Monday, January 23, 2023

Better In Your Head?--THE BEST OF EVERYTHING

 



Spoiler Alert: women die from illegal abortions. Don't whisper it.

THE BOOK-Written by Rona Jaffe, released 1958

THE MOVIE-Directed by Jean Negulesco, written by Edith Sommer & Mann Rubin, released 1959

THE STORY-Toughing it out in the secretary pool of Fabian Publishing Company are five ladies young and restless: Caroline, fresh off a broken engagement; country girl/city chameleon April; aspiring actress Gregg, whose tumble cries out for a dryer sheet; single mom Barbara; and painfully prim wife-to-be Mary Agnes. Don't worry about a one of them, though. See, this story takes place in the 1950s, and women in the 1950s had it easy--just bide time till Mr. Right (a gent in a gray flannel suit, most likely) saved them from a lifetime of unfulfilled ambitions and unpleasant surprises.
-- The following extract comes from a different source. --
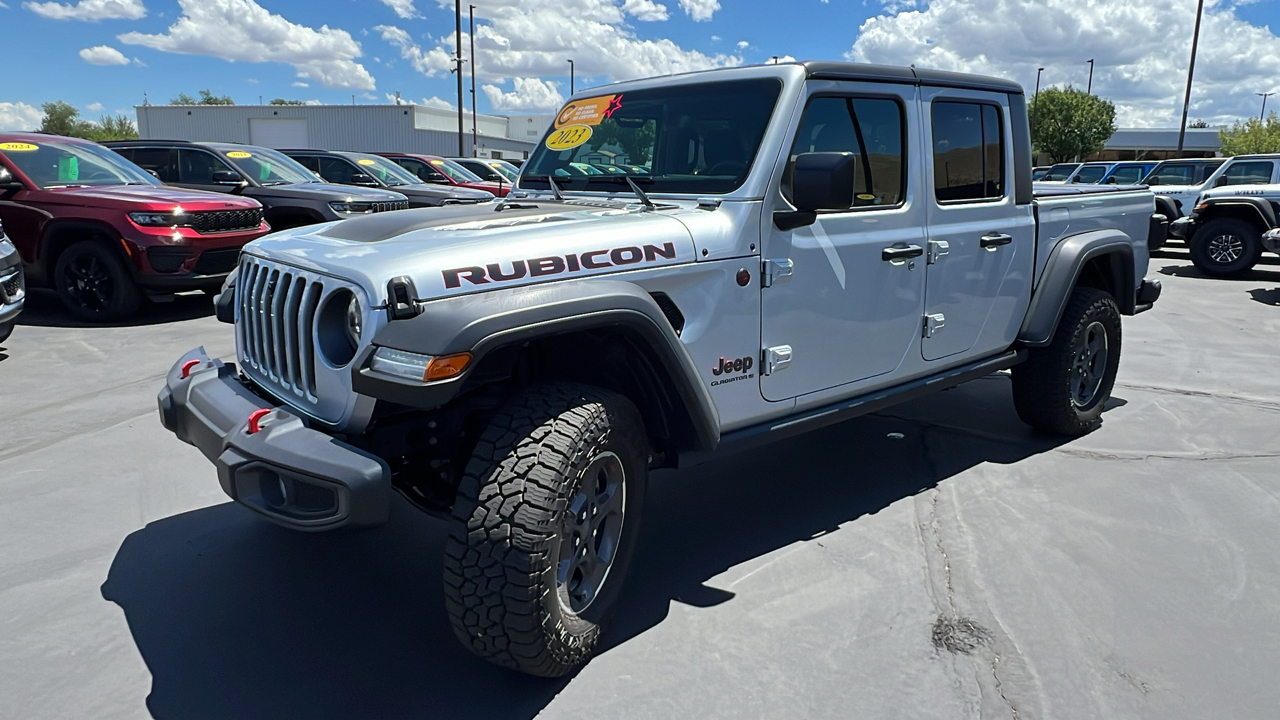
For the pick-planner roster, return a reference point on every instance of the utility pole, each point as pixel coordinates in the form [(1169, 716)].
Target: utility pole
[(1191, 73), (1262, 115), (471, 17), (457, 46)]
MIND THE GAP-In The Best of Everything, respectability is paramount. The men think too highly of themselves; the women, too lowly. Assumptions combine and create mutant misunderstandings. Now there's some social science! 
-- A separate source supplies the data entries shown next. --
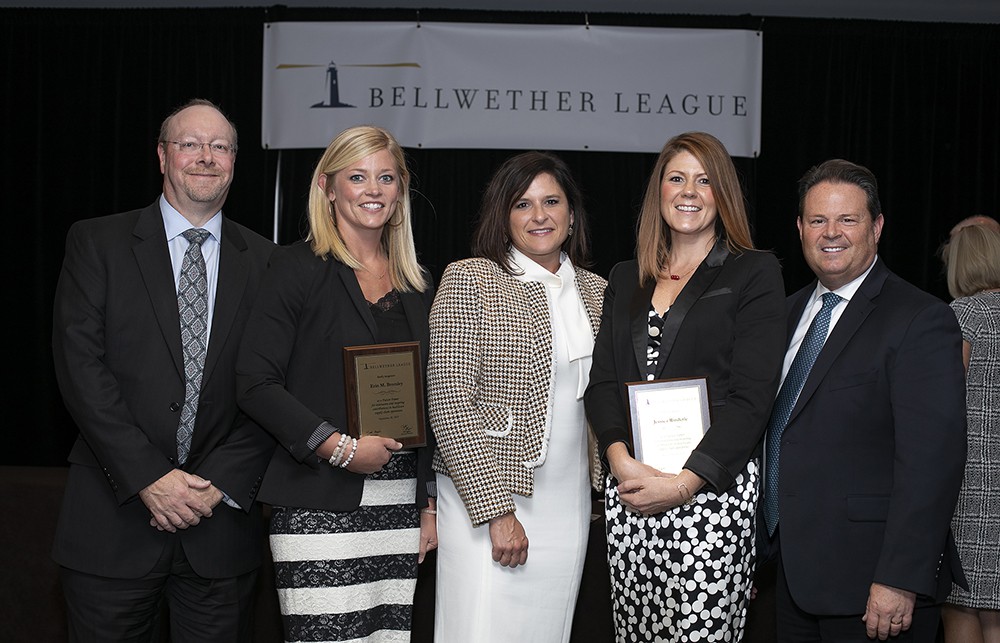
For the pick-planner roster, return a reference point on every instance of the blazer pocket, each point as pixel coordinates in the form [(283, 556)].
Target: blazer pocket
[(497, 421), (717, 292), (867, 508), (865, 378)]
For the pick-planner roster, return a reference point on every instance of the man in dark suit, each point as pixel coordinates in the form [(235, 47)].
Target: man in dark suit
[(152, 512), (866, 446)]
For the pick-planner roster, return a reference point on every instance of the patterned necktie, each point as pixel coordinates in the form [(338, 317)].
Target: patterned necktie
[(811, 345), (192, 304)]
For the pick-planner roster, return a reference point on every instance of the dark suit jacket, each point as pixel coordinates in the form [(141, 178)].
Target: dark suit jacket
[(119, 363), (873, 454), (725, 325), (290, 372)]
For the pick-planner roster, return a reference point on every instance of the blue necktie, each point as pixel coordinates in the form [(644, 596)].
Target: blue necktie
[(192, 304), (811, 345)]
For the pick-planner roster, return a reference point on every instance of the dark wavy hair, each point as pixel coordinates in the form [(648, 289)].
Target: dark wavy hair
[(491, 238)]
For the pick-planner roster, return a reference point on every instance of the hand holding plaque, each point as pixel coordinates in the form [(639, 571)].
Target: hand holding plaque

The movie rights sold before Jaffe's work hit shelves, allowing 20th-Century Fox to participate in the novel's marketing. And what of the movie? Competent cast, if not bursting with star power. Hope Lange is a winning Caroline; Martha Hyer and Diane Baker occupy opposite ends of the seesaw as Barbara and April, respectively; Suzy Parker does the most as Gregg, but that character herself does the most, so it's all well and good.*

The men fare the same--lotsa slam, no dunk. The sole outlier is Louis Jourdan, elevating the farcically-named David Wilder Savage with the charm and panache his ink-and-paper counterpart lacked. 

Oh, Joan Crawford's in this too. Bette Davis would ne--no, actually she probably would've.

No coincidence the novel experienced a rediscovery in the 2000s after Don Draper was shown flipping through a copy in an early episode of Mad Men. From slavish secretary to dynamic editor, Caroline Bender is the proto-Peggy Olsen.

Rona Jaffe wrote without an agenda. The Best Of Everything isn't about women in New York during a particular time period, it's about a few women in New York during a particular time period. Nor is it explicitly a cautionary tale, but damned if I read it as anything else. The happiest women are validated by a man's love. "Career for crib" is the shrewdest exchange. The single ladies are horny, hostile and hopeless. The holy trifecta of connection-affection-protection eludes them as a chipmunk eludes a giraffe.

BETTER IN YOUR HEAD-The Best Of Everything is a by-the-numbers adaptation, a soap opera with a budget. Nothing feels spontaneous, or vital. Rona Jaffe's no virtuoso, but her story vibrates with the mania of shrouded torment. Funny, how a writer on book number one outdid a director on movie number thirty-two. The sole improvement on the source--demoting average-ass Mary Agnes--is counteracted by the botching of two key storylines and the ending. The book's conclusion surprised me, yet made total sense. The movie's last frames are non-committal and dull. 

The novel holds artifact appeal. The film holds a purse in both hands and waits for a rickshaw.

 


*Everything about Gregg suggests a woman who mixes Scotch in her oatmeal and coordinates her footwear with her underwear. Who wears high heels to stalk somebody? Yeesh.